In the beginning of my blog, I mention how I hate the term “putting yourself in someone else’s shoes”. I thought about this a lot when we were in New Roads. The definition of Bookpacking (at least in my eyes) was to have a better understanding of a novel by visiting the places they are set in. I think for many of us, this means trying to relate to or understand the characters. However, I think there are some books where this can lead to ignorance. Standing in those jail cells, I’m sure people tried to think that they understood Jefferson’s character better: that they could put themselves in his shoes by standing behind the bars for maybe 15 seconds. But we can’t. I think it’s ridiculous for somebody’s takeaway from Bookpacking A Lesson Before Dying to be that they understood Jefferson better. I know that I will never understand. Honestly, I struggled to write this blog, because I wasn’t sure how I was connecting my experience reading the book to my time in New Roads.

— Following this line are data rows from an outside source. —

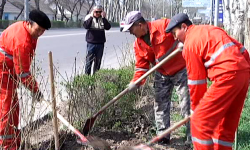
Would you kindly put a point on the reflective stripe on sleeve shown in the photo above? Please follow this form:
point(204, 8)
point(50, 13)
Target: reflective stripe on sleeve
point(196, 82)
point(242, 49)
point(141, 69)
point(5, 137)
point(217, 53)
point(223, 143)
point(24, 75)
point(6, 54)
point(204, 142)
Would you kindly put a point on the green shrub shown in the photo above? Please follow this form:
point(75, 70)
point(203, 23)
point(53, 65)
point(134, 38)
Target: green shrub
point(89, 93)
point(58, 24)
point(244, 130)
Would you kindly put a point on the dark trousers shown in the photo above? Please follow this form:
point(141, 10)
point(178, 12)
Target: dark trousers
point(94, 54)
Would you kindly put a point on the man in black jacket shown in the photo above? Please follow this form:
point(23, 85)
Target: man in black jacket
point(96, 23)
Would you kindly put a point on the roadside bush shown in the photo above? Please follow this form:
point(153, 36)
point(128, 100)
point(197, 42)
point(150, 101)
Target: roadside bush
point(58, 24)
point(88, 94)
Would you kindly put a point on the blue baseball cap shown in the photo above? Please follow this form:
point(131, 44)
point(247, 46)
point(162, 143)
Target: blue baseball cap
point(130, 19)
point(177, 19)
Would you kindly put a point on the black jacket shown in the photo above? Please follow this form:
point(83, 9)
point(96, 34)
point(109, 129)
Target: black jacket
point(96, 29)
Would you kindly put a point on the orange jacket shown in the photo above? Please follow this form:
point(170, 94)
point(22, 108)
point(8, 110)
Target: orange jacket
point(209, 52)
point(17, 43)
point(161, 43)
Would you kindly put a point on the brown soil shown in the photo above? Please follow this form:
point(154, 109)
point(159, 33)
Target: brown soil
point(139, 133)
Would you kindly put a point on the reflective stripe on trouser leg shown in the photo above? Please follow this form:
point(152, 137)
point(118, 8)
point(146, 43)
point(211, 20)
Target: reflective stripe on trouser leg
point(9, 113)
point(223, 139)
point(225, 96)
point(163, 91)
point(180, 81)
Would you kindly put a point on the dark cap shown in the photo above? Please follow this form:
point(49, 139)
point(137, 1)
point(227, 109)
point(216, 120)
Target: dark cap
point(40, 18)
point(176, 19)
point(130, 19)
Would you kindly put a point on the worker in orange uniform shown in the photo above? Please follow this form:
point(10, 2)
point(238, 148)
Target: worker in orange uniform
point(212, 54)
point(153, 44)
point(17, 48)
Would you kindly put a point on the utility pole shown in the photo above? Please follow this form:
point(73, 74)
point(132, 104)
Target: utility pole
point(171, 8)
point(212, 12)
point(26, 9)
point(151, 9)
point(216, 13)
point(163, 11)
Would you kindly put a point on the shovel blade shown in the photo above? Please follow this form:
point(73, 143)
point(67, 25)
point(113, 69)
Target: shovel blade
point(88, 125)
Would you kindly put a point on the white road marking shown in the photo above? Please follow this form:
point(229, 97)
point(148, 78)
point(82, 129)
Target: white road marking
point(63, 35)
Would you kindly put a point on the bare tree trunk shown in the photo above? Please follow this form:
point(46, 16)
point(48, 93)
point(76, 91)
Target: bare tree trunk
point(247, 26)
point(234, 18)
point(37, 4)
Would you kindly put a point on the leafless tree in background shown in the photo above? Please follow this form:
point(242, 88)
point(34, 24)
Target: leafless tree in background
point(2, 8)
point(236, 20)
point(37, 4)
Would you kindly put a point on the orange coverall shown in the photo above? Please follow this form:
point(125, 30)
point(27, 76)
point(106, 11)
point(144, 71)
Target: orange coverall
point(211, 54)
point(161, 44)
point(16, 52)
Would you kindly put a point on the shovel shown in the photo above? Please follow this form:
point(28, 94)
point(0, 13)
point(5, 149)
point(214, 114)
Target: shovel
point(95, 142)
point(90, 121)
point(157, 138)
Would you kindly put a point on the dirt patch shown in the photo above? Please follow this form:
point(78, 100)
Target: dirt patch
point(139, 131)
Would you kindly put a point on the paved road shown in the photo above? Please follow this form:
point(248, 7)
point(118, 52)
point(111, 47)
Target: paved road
point(68, 44)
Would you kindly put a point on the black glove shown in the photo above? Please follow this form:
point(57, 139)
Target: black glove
point(38, 96)
point(132, 86)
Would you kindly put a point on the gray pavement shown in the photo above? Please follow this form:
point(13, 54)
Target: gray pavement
point(69, 46)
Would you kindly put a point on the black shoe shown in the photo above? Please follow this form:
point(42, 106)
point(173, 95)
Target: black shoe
point(164, 141)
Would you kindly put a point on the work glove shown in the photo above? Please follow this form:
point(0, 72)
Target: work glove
point(38, 96)
point(139, 147)
point(92, 13)
point(103, 14)
point(132, 86)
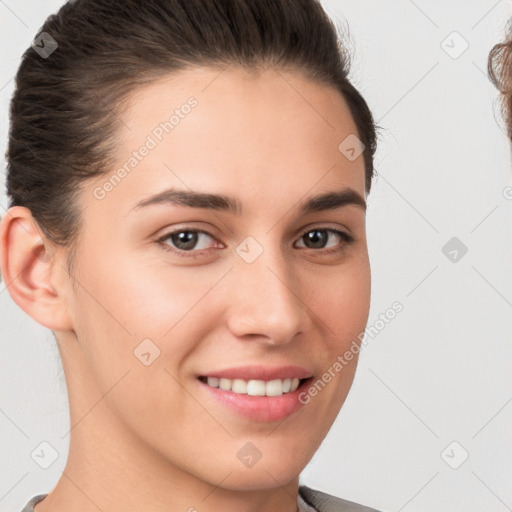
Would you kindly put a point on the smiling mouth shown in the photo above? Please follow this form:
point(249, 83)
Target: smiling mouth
point(275, 387)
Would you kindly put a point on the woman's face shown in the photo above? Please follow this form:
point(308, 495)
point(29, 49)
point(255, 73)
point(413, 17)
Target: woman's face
point(266, 285)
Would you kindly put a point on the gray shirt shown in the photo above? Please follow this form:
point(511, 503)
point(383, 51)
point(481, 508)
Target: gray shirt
point(308, 500)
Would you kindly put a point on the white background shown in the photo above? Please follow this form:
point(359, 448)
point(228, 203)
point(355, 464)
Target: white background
point(441, 370)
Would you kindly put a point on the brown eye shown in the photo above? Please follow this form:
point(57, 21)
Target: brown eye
point(319, 237)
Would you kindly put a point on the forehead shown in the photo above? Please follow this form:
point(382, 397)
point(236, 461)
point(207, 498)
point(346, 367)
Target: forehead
point(213, 128)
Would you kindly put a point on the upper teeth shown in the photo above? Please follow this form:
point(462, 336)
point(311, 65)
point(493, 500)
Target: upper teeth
point(255, 387)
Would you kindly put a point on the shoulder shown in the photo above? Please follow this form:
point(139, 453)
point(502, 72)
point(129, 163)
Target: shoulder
point(29, 507)
point(324, 502)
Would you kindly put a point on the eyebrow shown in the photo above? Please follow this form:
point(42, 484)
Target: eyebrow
point(220, 202)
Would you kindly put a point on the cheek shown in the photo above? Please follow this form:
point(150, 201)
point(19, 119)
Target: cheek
point(342, 303)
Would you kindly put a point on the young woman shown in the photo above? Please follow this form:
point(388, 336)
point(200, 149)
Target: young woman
point(187, 183)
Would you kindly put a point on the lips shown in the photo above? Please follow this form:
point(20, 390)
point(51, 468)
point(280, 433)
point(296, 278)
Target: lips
point(260, 372)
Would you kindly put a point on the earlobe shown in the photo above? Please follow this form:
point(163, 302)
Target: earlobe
point(29, 267)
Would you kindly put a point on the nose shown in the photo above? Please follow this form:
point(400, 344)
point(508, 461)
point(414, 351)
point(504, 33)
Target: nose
point(266, 302)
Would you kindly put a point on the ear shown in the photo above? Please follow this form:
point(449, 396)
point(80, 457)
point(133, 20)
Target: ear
point(32, 270)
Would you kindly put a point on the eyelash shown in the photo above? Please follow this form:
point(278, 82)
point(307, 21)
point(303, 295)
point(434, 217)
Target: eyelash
point(348, 239)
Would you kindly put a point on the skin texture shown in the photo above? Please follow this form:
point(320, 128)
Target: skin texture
point(150, 437)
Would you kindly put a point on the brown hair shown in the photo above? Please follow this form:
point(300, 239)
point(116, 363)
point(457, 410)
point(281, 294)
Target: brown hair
point(500, 72)
point(63, 111)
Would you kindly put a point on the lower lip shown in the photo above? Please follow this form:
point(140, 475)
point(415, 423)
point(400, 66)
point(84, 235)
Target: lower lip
point(260, 408)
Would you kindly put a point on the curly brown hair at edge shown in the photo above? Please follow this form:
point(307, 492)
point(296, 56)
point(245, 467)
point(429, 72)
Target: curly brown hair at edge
point(187, 184)
point(500, 73)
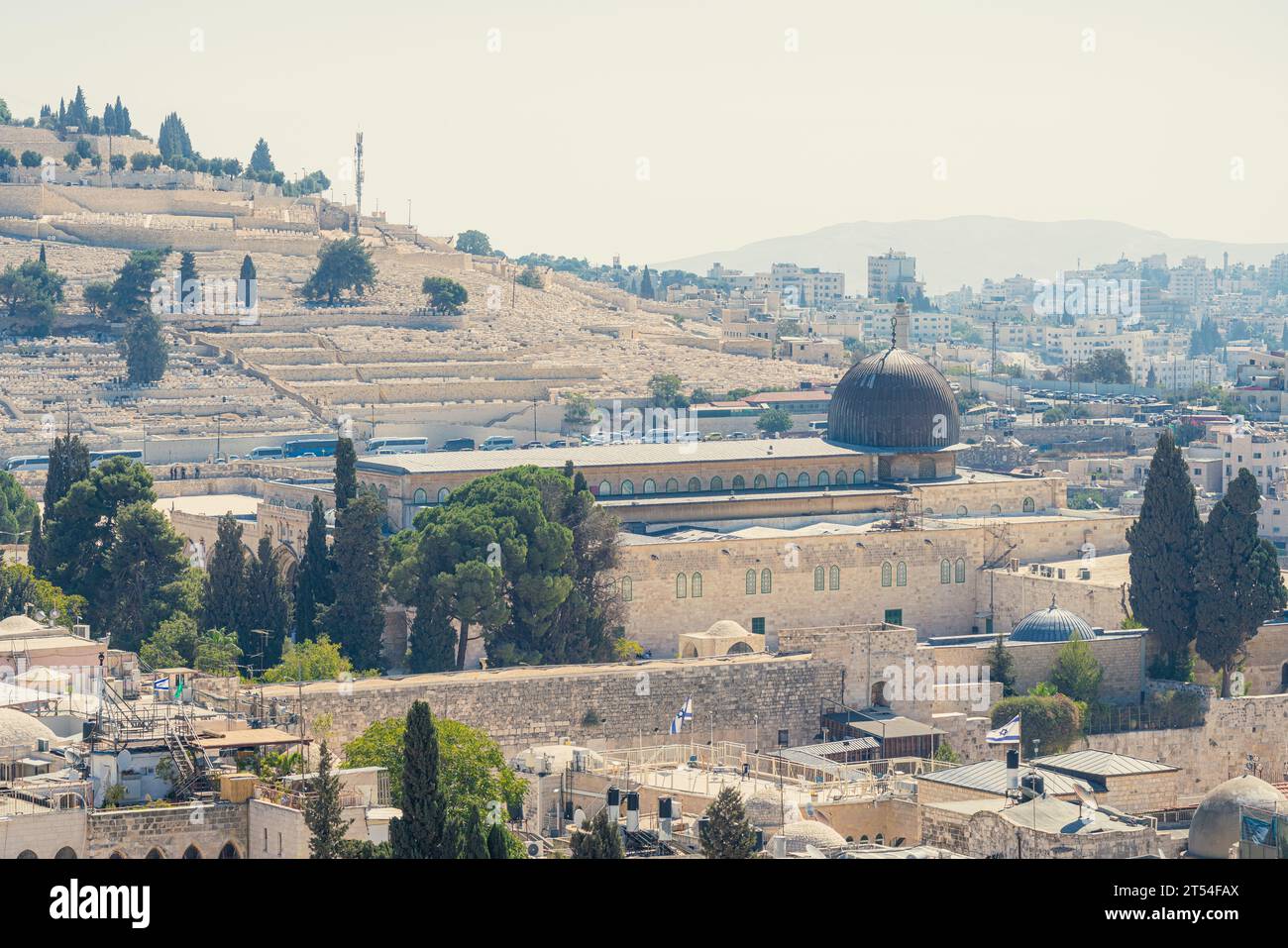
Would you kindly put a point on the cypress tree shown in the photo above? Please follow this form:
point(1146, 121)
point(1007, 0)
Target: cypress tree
point(1164, 544)
point(269, 605)
point(1237, 579)
point(346, 473)
point(226, 592)
point(356, 618)
point(323, 813)
point(496, 843)
point(313, 587)
point(68, 463)
point(421, 831)
point(728, 833)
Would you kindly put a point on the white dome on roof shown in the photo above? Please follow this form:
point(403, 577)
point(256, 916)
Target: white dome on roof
point(22, 730)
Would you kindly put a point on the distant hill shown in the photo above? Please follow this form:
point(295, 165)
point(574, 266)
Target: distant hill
point(966, 250)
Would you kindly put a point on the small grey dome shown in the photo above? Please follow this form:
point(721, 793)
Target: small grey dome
point(1051, 625)
point(1215, 827)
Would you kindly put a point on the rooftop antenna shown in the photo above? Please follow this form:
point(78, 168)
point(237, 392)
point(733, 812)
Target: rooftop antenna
point(357, 179)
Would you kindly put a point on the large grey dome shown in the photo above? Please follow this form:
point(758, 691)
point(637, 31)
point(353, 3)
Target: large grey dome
point(1215, 827)
point(1051, 625)
point(894, 399)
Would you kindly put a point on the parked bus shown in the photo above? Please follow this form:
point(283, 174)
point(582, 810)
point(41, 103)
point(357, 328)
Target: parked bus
point(27, 463)
point(398, 446)
point(97, 458)
point(310, 447)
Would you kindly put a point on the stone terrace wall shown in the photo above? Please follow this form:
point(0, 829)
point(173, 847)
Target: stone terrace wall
point(746, 698)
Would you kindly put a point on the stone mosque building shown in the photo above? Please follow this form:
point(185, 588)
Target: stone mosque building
point(875, 523)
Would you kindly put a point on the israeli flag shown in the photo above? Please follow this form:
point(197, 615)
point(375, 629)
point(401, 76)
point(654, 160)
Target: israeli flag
point(1008, 734)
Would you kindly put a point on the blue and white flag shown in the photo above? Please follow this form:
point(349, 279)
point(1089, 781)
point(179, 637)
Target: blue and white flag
point(1008, 734)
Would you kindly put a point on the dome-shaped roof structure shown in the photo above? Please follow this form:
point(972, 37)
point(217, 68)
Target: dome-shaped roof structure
point(894, 399)
point(22, 730)
point(1051, 625)
point(1216, 822)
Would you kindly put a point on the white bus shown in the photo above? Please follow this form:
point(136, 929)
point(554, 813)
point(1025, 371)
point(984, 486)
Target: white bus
point(398, 446)
point(27, 463)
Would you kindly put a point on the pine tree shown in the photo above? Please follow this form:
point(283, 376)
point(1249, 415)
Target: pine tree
point(323, 813)
point(269, 605)
point(68, 463)
point(346, 473)
point(421, 831)
point(313, 587)
point(1164, 544)
point(1237, 579)
point(728, 833)
point(226, 594)
point(473, 841)
point(356, 618)
point(603, 840)
point(497, 844)
point(1001, 666)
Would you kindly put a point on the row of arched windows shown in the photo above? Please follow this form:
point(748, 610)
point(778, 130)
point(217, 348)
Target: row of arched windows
point(760, 481)
point(684, 586)
point(832, 576)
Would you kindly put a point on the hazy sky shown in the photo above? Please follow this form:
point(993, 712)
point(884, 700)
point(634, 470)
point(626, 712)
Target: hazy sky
point(664, 129)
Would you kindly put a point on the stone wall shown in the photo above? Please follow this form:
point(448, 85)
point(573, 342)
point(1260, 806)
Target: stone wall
point(746, 698)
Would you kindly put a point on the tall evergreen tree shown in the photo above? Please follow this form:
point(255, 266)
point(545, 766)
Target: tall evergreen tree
point(1237, 579)
point(226, 596)
point(356, 618)
point(728, 833)
point(346, 473)
point(1164, 544)
point(323, 814)
point(313, 587)
point(269, 604)
point(68, 463)
point(420, 832)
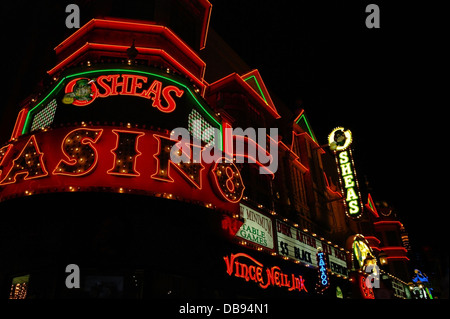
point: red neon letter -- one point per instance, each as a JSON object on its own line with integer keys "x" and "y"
{"x": 82, "y": 156}
{"x": 29, "y": 162}
{"x": 125, "y": 153}
{"x": 191, "y": 171}
{"x": 155, "y": 89}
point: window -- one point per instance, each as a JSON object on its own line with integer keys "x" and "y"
{"x": 45, "y": 116}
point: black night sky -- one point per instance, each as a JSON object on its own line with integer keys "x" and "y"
{"x": 317, "y": 55}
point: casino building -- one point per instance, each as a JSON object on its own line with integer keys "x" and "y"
{"x": 96, "y": 175}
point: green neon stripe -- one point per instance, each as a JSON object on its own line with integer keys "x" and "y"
{"x": 30, "y": 113}
{"x": 257, "y": 84}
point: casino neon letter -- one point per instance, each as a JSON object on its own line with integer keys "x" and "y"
{"x": 29, "y": 162}
{"x": 82, "y": 156}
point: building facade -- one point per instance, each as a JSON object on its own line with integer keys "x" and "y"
{"x": 156, "y": 180}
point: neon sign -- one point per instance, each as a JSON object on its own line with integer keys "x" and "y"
{"x": 164, "y": 92}
{"x": 339, "y": 141}
{"x": 252, "y": 270}
{"x": 117, "y": 159}
{"x": 83, "y": 91}
{"x": 360, "y": 250}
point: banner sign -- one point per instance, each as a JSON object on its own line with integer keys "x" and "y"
{"x": 303, "y": 247}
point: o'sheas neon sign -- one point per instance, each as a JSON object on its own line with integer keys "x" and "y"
{"x": 83, "y": 91}
{"x": 339, "y": 141}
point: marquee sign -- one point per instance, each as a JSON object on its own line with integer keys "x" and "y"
{"x": 339, "y": 141}
{"x": 251, "y": 270}
{"x": 257, "y": 228}
{"x": 116, "y": 159}
{"x": 324, "y": 280}
{"x": 111, "y": 95}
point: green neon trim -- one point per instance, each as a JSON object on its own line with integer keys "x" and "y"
{"x": 27, "y": 120}
{"x": 30, "y": 113}
{"x": 310, "y": 132}
{"x": 259, "y": 87}
{"x": 371, "y": 206}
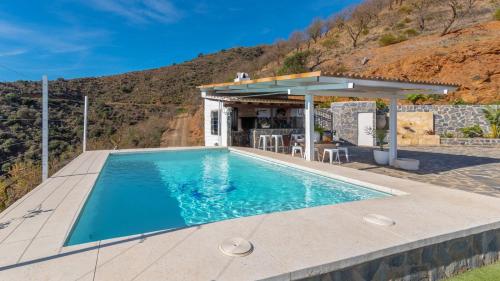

I realized that it had less to do with the novel itself, but more of the legacy that Ernest Gaines left on the town. He brought the “back of town” as he calls it into the spotlight. I looked at New Roads in a new light because of him. This was the first book where I was able to create my own definition of Bookpacking. For me, it is not about “relating” to the characters. Bookpacking for me is understanding the author’s perspective and how they brought the spotlight to communities or areas that are often left out of the conversation. We all have our own way to Bookpack, and I think reading A Lesson Before Dying showed me how I can take away the most from this experience.